As man advanced in civilization, he discovered new uses for his canines, nearly always including what the dog could do for him with its intellect and highly developed senses.

The creation of a breed usually came about in one of two principal ways:

(A) A locality somewhere was ideal for certain kinds of farming or sport.

If a farming community, for example, is a sheep region, the sheepmen breed dogs that are the greatest at herding and the variety of duties connected with sheep management.

After a few human generations, the canines in the region start to resemble one another.

So the breeders get together, create a physical standard, and call the breed.

In the case of the well-known Border Collies, the breed is determined by behavior and aptitude rather than physical appearance.

A certain degree of physical homogeneity has also emerged.

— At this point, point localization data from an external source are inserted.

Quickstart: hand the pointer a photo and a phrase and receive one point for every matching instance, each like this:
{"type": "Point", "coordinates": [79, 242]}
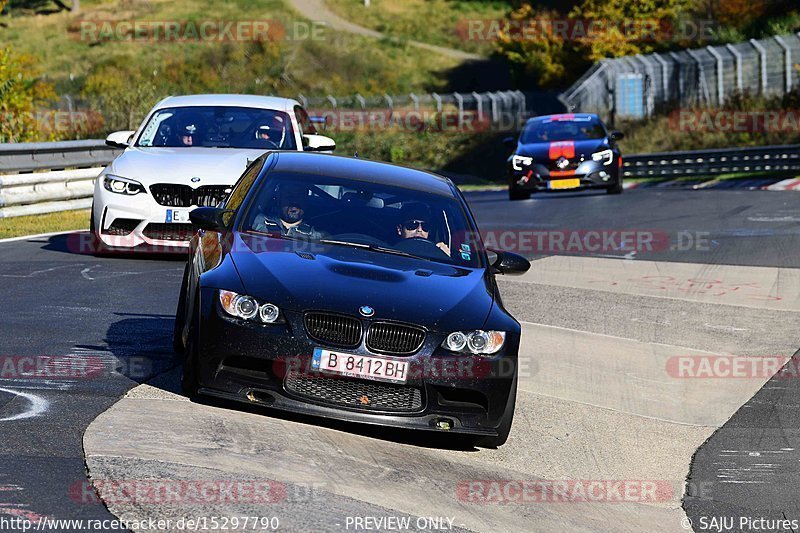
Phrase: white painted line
{"type": "Point", "coordinates": [26, 237]}
{"type": "Point", "coordinates": [38, 406]}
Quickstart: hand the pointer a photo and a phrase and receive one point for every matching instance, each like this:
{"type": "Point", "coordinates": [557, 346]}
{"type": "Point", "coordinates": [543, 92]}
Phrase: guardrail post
{"type": "Point", "coordinates": [762, 54]}
{"type": "Point", "coordinates": [720, 68]}
{"type": "Point", "coordinates": [787, 66]}
{"type": "Point", "coordinates": [738, 58]}
{"type": "Point", "coordinates": [664, 80]}
{"type": "Point", "coordinates": [479, 104]}
{"type": "Point", "coordinates": [460, 101]}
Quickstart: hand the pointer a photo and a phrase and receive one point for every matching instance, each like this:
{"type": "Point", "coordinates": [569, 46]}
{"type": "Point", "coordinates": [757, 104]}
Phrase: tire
{"type": "Point", "coordinates": [616, 188]}
{"type": "Point", "coordinates": [504, 429]}
{"type": "Point", "coordinates": [180, 315]}
{"type": "Point", "coordinates": [516, 194]}
{"type": "Point", "coordinates": [189, 384]}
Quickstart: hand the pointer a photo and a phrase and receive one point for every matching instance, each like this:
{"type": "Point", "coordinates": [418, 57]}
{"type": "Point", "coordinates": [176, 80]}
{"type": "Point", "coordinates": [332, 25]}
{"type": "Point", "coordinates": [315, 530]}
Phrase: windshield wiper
{"type": "Point", "coordinates": [373, 248]}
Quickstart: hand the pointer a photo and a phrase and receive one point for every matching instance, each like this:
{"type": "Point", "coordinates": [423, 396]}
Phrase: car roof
{"type": "Point", "coordinates": [362, 170]}
{"type": "Point", "coordinates": [566, 117]}
{"type": "Point", "coordinates": [230, 100]}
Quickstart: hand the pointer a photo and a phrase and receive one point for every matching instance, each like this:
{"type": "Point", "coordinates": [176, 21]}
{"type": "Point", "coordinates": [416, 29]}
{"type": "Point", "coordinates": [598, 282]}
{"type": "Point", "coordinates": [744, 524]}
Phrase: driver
{"type": "Point", "coordinates": [289, 221]}
{"type": "Point", "coordinates": [415, 224]}
{"type": "Point", "coordinates": [188, 134]}
{"type": "Point", "coordinates": [273, 131]}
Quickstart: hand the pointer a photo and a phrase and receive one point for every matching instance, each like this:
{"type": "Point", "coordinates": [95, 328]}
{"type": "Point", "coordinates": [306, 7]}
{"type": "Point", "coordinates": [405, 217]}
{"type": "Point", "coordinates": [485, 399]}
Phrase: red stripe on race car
{"type": "Point", "coordinates": [565, 148]}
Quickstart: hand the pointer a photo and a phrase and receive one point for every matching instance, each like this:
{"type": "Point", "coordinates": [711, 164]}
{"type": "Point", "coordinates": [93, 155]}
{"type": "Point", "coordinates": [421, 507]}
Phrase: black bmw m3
{"type": "Point", "coordinates": [354, 290]}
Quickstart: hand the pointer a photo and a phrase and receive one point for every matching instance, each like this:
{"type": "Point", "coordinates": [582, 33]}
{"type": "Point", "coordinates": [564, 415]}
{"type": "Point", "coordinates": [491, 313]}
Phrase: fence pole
{"type": "Point", "coordinates": [460, 101]}
{"type": "Point", "coordinates": [720, 68]}
{"type": "Point", "coordinates": [438, 100]}
{"type": "Point", "coordinates": [762, 54]}
{"type": "Point", "coordinates": [739, 75]}
{"type": "Point", "coordinates": [787, 56]}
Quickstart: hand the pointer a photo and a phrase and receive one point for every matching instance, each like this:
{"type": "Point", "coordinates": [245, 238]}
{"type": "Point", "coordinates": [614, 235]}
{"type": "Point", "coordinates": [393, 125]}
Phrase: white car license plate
{"type": "Point", "coordinates": [360, 366]}
{"type": "Point", "coordinates": [177, 215]}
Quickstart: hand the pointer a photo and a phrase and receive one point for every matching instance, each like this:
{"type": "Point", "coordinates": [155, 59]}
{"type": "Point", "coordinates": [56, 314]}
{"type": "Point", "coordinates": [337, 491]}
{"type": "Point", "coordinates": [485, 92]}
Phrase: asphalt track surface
{"type": "Point", "coordinates": [117, 313]}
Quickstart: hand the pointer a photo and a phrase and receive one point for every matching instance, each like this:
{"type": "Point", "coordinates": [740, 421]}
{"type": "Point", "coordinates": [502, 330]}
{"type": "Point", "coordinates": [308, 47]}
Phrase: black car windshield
{"type": "Point", "coordinates": [551, 130]}
{"type": "Point", "coordinates": [363, 214]}
{"type": "Point", "coordinates": [219, 127]}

(B) In the case of sport, for example, badger hunting, the dogs engaged in this brutal hobby must have an incredible lack of self-preservation.

They must go inside a badger tunnel and battle to the death this ferocious rodent, they occasionally lose the tips of their noses, revealing just bone, but they are game and tough.

In the case of terriers, all breeds have similar mental equipment, however their physical appearance is determined by the whims of the group of sportsmen and the dogs with whom they began their selection.

In Germany the outcome was a very short-legged, short-coated dog now called the BadgerDog (Dachshund).

They developed numerous breeds in the United Kingdom, including the West Highland White, Dandie Dinmont, Sealyham, Scottish Terrier, and others.

Grit is a common property of the completed product, regardless of its appearance.

While the farm dog group is tiny, the sports dog groups account for the great majority of modern breeds. It’s worth thinking about them.

But don’t be deceived by any list of modern breeds recognized by a single registering association, because none of them registers all of the breeds.

And don’t judge the prevalence of breeds by those you see in your locality.

Poodles, Dachshunds, and Schnauzers can be seen on the streets of New York’s Park Avenue neighborhood nowadays.

When walking through less wealthy neighborhoods, one sees primarily mongrels, with a motley assortment in between.